En d'autres termes, le département n'aurait pas à examiner le dossier, il suffirait de constater qu'il n'a pas répondu dans le délai et cette simple carence de l'administration aurait à elle seule pour conséquence de permettre la délivrance de l'autorisation. Je vous le dis tout de suite, on n'a jamais vu ça dans aucun texte légal quel qu'il soit, que ce soit du canton de Genève...

Une voix. Mais il faut innover !

M. Christian Ferrazino. Oui, vous voulez innover, cher Monsieur, mais à vous suivre, vous pouvez aussi nous proposer que lorsque l'on demande un permis de conduire à l'administration, si elle ne nous répond pas dans un délai X, on obtient immédiatement le permis de conduire ! C'est exactement le même raisonnement que vous nous proposez dans ce projet de loi.

Que feriez-vous d'éventuelles complaisances qui pourraient, le cas échéant, faire en sorte que le dossier ne soit pas traité dans le délai ? Elle aurait comme conséquence immédiate de délivrer cette autorisation, ce qui, vous en conviendrez, est manifestement inacceptable. On ne voit pas comment et pour quelles raisons la conséquence de l'inaction du département serait de délivrer automatiquement l'autorisation sollicitée par le requérant. Bien évidemment, puisque la situation actuelle n'est pas satisfaisante, et nous l'avons relevé tout à l'heure, nous soutiendrons le renvoi en commission de ce projet de loi, mais nous proposerons toutefois des solutions différentes, des solutions pouvant permettre justement de sanctionner, ne serait-ce que par le biais de contraindre le département à verser un émolument au requérant s'il devait ne pas donner suite, dans les délais légaux, à la demande qu'il est censé examiner.

Dernier mot par rapport à l'exposé des motifs qui nous est sommairement indiqué à l'appui de ce projet de loi. Contrairement à ce qui est indiqué, très peu nombreuses sont les requêtes concernant des demandes d'autorisations préalables, puisque la plupart des demandes dont le département est saisi - M. Joye pourra le confirmer tout à l'heure - concernent des demandes définitives. Par conséquent, les craintes exprimées n'ont guère de fondement dans le cadre de l'exposé des motifs, puisque là, encore une fois, la quasi-totalité des demandes ne sont pas précédées d'une demande préalable.

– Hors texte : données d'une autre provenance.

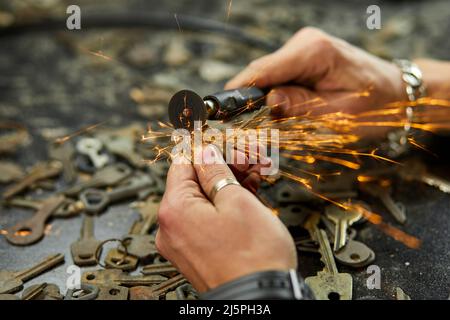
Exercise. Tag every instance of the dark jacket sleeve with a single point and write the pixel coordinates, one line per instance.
(266, 285)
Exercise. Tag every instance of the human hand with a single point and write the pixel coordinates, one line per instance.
(213, 241)
(317, 73)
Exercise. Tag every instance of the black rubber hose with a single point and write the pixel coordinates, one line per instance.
(139, 19)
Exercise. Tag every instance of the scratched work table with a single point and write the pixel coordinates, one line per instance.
(50, 83)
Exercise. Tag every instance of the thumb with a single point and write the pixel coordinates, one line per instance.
(289, 101)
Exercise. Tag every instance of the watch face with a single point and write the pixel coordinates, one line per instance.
(411, 80)
(185, 108)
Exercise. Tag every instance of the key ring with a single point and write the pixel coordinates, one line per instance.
(99, 248)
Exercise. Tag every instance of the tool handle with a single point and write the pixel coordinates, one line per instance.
(228, 103)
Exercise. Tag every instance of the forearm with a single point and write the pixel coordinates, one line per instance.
(436, 77)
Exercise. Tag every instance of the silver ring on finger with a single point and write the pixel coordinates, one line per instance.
(222, 183)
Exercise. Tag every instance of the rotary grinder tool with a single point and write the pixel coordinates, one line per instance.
(186, 106)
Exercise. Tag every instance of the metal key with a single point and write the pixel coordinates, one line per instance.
(120, 278)
(96, 200)
(355, 253)
(122, 146)
(287, 194)
(43, 291)
(118, 260)
(64, 152)
(416, 171)
(32, 230)
(396, 209)
(106, 177)
(139, 243)
(157, 291)
(83, 250)
(112, 292)
(39, 172)
(68, 208)
(91, 147)
(11, 282)
(86, 292)
(165, 269)
(342, 220)
(329, 284)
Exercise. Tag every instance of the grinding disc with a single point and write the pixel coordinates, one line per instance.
(185, 107)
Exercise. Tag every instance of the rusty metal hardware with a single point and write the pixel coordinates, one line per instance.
(32, 230)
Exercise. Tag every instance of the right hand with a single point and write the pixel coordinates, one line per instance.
(317, 73)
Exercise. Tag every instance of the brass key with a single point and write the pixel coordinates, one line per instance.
(342, 220)
(106, 177)
(68, 208)
(417, 171)
(139, 243)
(396, 209)
(44, 291)
(165, 269)
(329, 284)
(83, 250)
(64, 152)
(157, 291)
(120, 278)
(11, 282)
(122, 146)
(39, 172)
(32, 230)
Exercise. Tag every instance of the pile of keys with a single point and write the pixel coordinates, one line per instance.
(107, 167)
(113, 159)
(332, 231)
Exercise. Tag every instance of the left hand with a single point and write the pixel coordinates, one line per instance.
(213, 241)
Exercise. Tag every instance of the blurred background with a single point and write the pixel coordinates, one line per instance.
(131, 56)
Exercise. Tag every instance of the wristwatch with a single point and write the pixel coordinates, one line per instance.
(415, 89)
(264, 285)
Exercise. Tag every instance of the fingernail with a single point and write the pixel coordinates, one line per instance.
(212, 155)
(277, 101)
(180, 158)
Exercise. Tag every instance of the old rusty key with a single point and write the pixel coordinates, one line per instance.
(110, 277)
(342, 220)
(11, 282)
(106, 177)
(329, 284)
(139, 243)
(64, 152)
(32, 230)
(96, 200)
(124, 147)
(165, 269)
(39, 172)
(68, 208)
(84, 249)
(157, 291)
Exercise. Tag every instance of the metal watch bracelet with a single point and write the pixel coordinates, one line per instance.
(265, 285)
(415, 89)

M. René Koechlin (L). Je ne pensais pas que l'on devrait intervenir dans ce débat de préconsultation et que ce projet irait directement en commission. Mais puisque M. Ferrazino évoque les inquiétudes qu'il éprouve à la lecture du projet de loi, je l'invite à le mieux lire. Car à partir du moment, Monsieur, où une demande d'autorisation de construire est publiée, il s'écoule, vous le savez, trente jours de délai de recours. Et toute personne habilitée à recourir peut parfaitement s'en référer aux tribunaux, tels que la commission de recours, puis le Tribunal administratif, etc. Cela veut dire que le département des travaux publics, s'il était pris en défaut de réponse et n'avait pas obtempéré à la loi, aurait la possibilité à son tour de recourir contre l'autorisation de construire qui, elle, ne serait entrée en force qu'après les nouveaux trente jours de délai légaux.

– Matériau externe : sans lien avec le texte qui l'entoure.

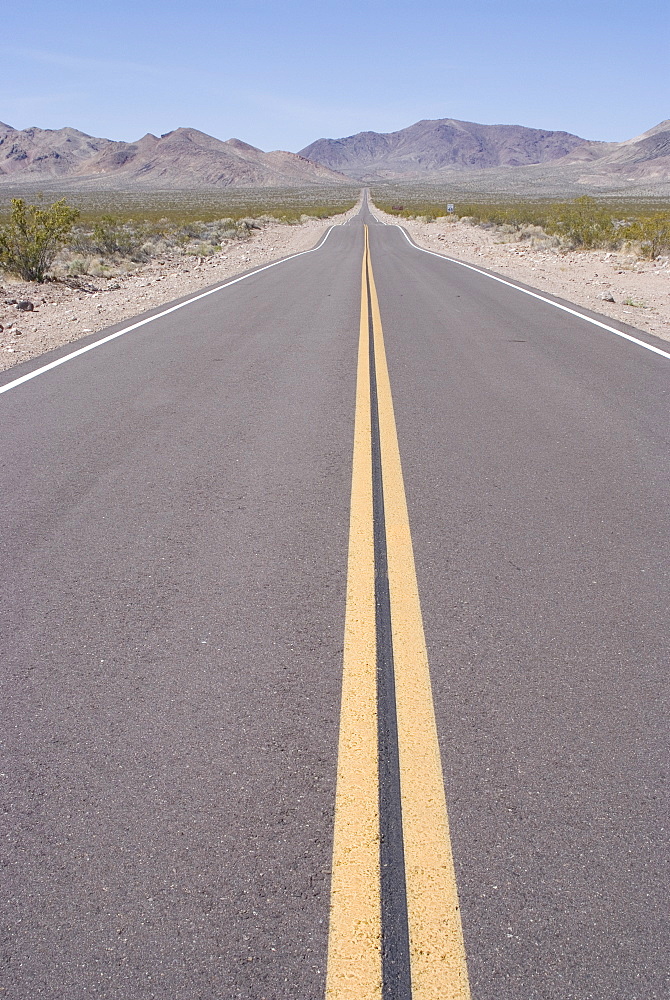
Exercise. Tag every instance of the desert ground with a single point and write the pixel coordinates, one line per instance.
(615, 284)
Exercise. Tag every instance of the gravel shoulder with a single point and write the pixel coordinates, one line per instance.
(640, 288)
(64, 312)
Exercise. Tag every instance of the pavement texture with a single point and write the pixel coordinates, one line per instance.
(174, 550)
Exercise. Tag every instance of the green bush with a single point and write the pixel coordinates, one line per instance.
(584, 223)
(111, 236)
(653, 234)
(33, 236)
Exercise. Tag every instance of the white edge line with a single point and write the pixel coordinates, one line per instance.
(542, 298)
(150, 319)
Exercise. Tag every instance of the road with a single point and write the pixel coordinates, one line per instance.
(184, 541)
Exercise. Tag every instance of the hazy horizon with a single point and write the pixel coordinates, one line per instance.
(280, 76)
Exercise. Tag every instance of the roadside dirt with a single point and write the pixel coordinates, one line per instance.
(640, 289)
(63, 312)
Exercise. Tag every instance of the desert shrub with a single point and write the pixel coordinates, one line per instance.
(111, 236)
(31, 239)
(583, 223)
(652, 233)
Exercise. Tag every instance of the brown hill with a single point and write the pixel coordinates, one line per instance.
(45, 152)
(431, 146)
(182, 159)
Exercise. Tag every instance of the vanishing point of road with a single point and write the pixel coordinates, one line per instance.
(335, 644)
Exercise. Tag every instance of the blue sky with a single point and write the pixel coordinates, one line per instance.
(281, 74)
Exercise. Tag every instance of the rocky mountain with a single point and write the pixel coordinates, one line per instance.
(182, 159)
(469, 158)
(431, 146)
(48, 152)
(645, 156)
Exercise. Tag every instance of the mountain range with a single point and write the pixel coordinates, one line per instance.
(184, 158)
(430, 151)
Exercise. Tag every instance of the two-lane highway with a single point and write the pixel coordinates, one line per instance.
(184, 544)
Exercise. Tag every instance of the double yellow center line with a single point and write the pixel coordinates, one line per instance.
(395, 928)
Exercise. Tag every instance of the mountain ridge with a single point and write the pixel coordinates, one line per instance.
(431, 150)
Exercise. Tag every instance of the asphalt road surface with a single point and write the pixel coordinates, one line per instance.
(176, 571)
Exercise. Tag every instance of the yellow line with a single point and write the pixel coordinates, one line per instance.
(439, 970)
(354, 944)
(438, 965)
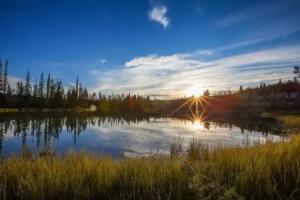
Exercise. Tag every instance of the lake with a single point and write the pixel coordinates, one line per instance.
(125, 135)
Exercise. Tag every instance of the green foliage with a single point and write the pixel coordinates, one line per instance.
(270, 171)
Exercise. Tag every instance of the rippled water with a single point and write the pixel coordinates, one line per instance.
(121, 136)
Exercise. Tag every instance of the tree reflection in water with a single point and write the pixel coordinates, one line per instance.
(45, 127)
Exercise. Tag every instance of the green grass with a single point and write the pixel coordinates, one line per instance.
(291, 121)
(270, 171)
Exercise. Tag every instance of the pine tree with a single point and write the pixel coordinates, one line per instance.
(77, 88)
(41, 87)
(35, 90)
(1, 77)
(48, 86)
(5, 80)
(28, 84)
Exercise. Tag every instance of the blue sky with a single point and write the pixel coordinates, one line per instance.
(150, 46)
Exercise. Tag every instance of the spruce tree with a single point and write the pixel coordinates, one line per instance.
(41, 87)
(28, 84)
(1, 77)
(5, 79)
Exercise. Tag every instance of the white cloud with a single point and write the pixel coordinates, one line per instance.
(158, 14)
(174, 74)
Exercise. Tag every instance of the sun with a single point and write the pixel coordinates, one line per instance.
(194, 91)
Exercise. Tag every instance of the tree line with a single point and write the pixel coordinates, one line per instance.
(48, 92)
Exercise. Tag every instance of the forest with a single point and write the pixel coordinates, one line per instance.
(49, 92)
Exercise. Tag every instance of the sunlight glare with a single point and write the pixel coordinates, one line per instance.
(197, 124)
(194, 91)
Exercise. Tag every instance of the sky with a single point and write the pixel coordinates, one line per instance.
(152, 47)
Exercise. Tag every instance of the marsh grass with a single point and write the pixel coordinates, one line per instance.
(291, 121)
(270, 171)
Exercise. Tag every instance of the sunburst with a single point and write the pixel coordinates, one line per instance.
(197, 105)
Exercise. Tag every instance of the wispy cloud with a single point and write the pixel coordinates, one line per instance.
(248, 14)
(175, 74)
(159, 14)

Vous n'avez pas à vous inquiéter, Monsieur Ferrazino, le droit des tiers, y compris celui de l'Etat, est, dans le projet que nous proposons, tout à fait respecté. Mais nous l'examinerons en commission.

M. Philippe Joye, conseiller d'Etat. J'ai longuement évoqué la question de ces diverses modifications proposées - nous en avons reçu une quinzaine - pour améliorer le fonctionnement de la loi sur les constructions et installations diverses. En ce qui concerne le projet 7099, j'ai le plaisir de vous informer qu'après en avoir parlé en particulier avec Mme Sylvie Bietenhader, qui a une très grande expérience dans ce domaine, il nous semble que le risque que l'on pourrait percevoir à travers cette loi est très faible. En effet, depuis huit ans il n'y a pas eu une seule ouverture de chantier suite à une mise en demeure laissée sans réponse. C'est pourquoi, en ce qui nous concerne, nous acceptons ce projet de loi. Nous étions même prêts à le discuter en préconsultation.

Ce projet est renvoyé à la commission LCI.